Il che serve a spiegare anche, conclude il presidente dell'Ordine, come è possibile stendere un parallelo tra medici che hanno passato la novantina o l'ottantina d'anni e che sono l'immagine e la testimonianza di tutta un'era storica, e dall'altra parte quelli che si avvicinano oggi alla professione, tutti attorno ai 25 anni, tutti tesi a trovare la propria strada dentro questa realtà che se non è di guerra appena conclusa, come la realtà di chi li ha preceduti, è certo un rebus da sciogliere arrivando se possibile prima a capirlo. La speranza insomma è un buon viatico: se ce l'hanno fatta loro, è l'indicazione di Valente, ce la farete anche voi. I vecchi, giusto per intenderci, sono i 24 laureati di mezzo secolo fa e oltre, fino a 65 anni dall'inizio nella professione. I giovani sono invece i 78 festeggiati per la laurea appena ottenuta. Metterli assieme, si osserva, che testimonia una volta di più della compattezza molto forte presente in questi professionisti, un collante che non a caso non allenta i suoi effetti e che attorno ai princìpi di Ippocrate segue rappresentandosi appunto come qualcosa di più di una categoria di lavoro.
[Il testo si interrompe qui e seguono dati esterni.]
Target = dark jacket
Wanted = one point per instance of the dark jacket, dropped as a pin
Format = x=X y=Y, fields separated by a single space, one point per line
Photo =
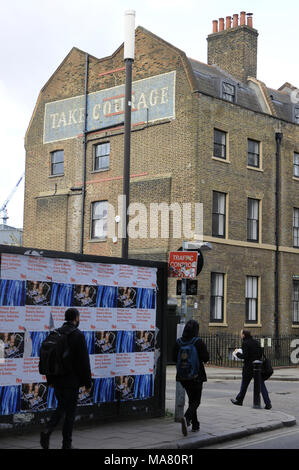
x=80 y=373
x=252 y=351
x=203 y=356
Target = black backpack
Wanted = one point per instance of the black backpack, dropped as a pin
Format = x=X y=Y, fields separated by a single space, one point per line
x=187 y=361
x=54 y=356
x=267 y=369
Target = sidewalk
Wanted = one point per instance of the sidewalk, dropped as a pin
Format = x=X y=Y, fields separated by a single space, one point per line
x=220 y=421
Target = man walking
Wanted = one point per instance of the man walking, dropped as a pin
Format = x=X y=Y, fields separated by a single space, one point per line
x=67 y=386
x=193 y=386
x=251 y=351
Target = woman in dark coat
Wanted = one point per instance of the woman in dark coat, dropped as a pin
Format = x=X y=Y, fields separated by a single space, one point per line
x=251 y=351
x=193 y=387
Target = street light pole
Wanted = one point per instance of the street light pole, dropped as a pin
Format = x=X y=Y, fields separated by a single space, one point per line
x=129 y=49
x=179 y=390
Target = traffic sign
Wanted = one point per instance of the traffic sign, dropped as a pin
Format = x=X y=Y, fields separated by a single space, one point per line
x=182 y=264
x=200 y=260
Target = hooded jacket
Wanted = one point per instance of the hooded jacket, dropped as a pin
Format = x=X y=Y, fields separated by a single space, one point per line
x=251 y=351
x=191 y=331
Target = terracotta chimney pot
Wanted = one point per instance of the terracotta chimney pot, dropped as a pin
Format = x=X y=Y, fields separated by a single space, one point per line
x=235 y=20
x=215 y=26
x=228 y=22
x=243 y=20
x=249 y=20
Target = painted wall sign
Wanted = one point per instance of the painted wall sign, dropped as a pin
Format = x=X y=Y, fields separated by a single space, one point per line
x=152 y=99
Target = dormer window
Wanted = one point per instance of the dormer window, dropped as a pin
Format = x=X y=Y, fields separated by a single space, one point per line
x=228 y=92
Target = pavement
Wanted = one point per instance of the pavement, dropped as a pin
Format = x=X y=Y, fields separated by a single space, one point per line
x=219 y=419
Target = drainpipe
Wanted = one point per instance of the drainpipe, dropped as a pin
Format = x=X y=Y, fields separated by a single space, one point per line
x=278 y=138
x=84 y=156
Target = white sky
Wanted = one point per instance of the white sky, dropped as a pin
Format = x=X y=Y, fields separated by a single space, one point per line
x=36 y=35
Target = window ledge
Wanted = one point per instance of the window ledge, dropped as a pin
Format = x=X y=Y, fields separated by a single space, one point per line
x=223 y=160
x=255 y=169
x=97 y=240
x=100 y=171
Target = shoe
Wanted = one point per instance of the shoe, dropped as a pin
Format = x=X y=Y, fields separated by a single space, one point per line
x=236 y=402
x=184 y=426
x=195 y=427
x=44 y=440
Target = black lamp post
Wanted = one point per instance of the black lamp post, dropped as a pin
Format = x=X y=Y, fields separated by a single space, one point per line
x=129 y=46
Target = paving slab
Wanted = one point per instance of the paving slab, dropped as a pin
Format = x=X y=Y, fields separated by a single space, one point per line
x=220 y=421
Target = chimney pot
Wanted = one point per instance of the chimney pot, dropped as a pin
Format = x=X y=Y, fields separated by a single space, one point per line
x=228 y=22
x=235 y=20
x=249 y=20
x=242 y=20
x=215 y=26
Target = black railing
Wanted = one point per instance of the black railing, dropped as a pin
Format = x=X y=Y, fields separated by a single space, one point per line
x=279 y=351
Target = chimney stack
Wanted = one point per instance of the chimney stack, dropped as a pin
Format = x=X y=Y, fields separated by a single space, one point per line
x=249 y=20
x=242 y=18
x=234 y=49
x=235 y=20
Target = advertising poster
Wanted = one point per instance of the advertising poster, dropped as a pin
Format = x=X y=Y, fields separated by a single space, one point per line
x=117 y=305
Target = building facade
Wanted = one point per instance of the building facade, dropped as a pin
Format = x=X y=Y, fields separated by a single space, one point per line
x=201 y=133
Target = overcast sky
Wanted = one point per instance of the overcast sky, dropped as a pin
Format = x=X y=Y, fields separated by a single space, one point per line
x=36 y=35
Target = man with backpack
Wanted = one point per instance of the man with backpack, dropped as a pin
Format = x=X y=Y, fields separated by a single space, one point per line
x=64 y=359
x=251 y=351
x=189 y=353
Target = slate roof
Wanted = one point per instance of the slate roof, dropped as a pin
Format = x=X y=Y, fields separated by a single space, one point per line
x=210 y=78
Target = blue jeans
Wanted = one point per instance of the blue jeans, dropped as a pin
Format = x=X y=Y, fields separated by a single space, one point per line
x=246 y=379
x=194 y=391
x=67 y=403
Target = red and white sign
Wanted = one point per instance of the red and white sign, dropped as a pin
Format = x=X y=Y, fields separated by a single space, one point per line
x=182 y=264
Dopo di che si capisce bene come sia un salto enorme passare attraverso il confronto delle esperienze dei singoli. Due generazioni che si guardano da lontanissimo. La prima generazione è quella dei laureati del dopoguerra in un contesto sociale disastroso, in un Paese che aveva come prima necessità quella di ricostruirsi e di superare l'orrore dentro cui era rimasto immerso per quattro anni prima di uscirne ancora rovinosamente attraverso una guerra civile. Questa è la generazione dei miracolati, di quelli che "ce l'hanno fatta nonostante", di quelli che si erano trovati dopo la fatica degli studi dentro una realtà lavorativa in cui scegliere bene e con sicurezza era davvero un problema. Questo è il caso di Giovanni Ruperti con i suoi ricordi di una università frequentata a Messina e raggiunta attraverso difficoltà inimmaginabili perché lui si muoveva da Palmi, in Calabria e tra le cose da superare c'era anche un ponte crollato prima di riuscire ad arrivare allo Stretto e ad attraversarlo. Ruperti arrivò a Vicenza da laureato nel 1950: prima si era iscritto a giurisprudenza, poi sotto la pressione del consiglio materno aveva cambiato per medicina. Non fu una cattiva scelta: da pediatra è stato medico di ospedale e poi ha lavorato a Bressanvido e Bassano. Conserva della sua vita di medico lo straordinario rapporto con i bambini. Della situazione di oggi, che non gli appartiene più se non come osservatore esterni, dice che non gli piace molto: "Non ne sono aggiornato, ma i sintomi non sono buoni se la gente si lamenta per l'eccessiva burocrazia". Ai giovani dice che dovrebbero provare a continuare la medicina che la sua generazione ha cominciato e poi praticato per decenni e che consisteva nella realizzazione di princìpi importanti come la solidarietà tra i medici, il loro essere assieme per il bene dei pazienti: Non bisogna avere paura, insomma, di tornare se occorre ai vecchi concetti di amore per l'ammalato e fratellanza tra i colleghi: "Una volta ci si voleva bene come fratelli...".

La visione storica rappresentata in questo caso deve però ora fare i conti con un'altra storia e altri modelli di riferimento, anche perché lo stesso elementare concetto di medico di famiglia o medico condotto, ha subìto nel frattempo una vera e propria rivoluzione di meccanismi e di comportamenti. Se ai tempi della generazione del dott. Ruperti c'erano i medici che diventavano accompagnatori della stessa famiglia anche per due generazioni,, quando non erano tre, oggi il rapporto col medico si è da una parte spersonalizzato e avviene perlopiù nell'ambulatorio, ma dall'altro ha assunto aspetti tecnico organizzativi del tutto inediti anche soltanto una ventina di anni fa.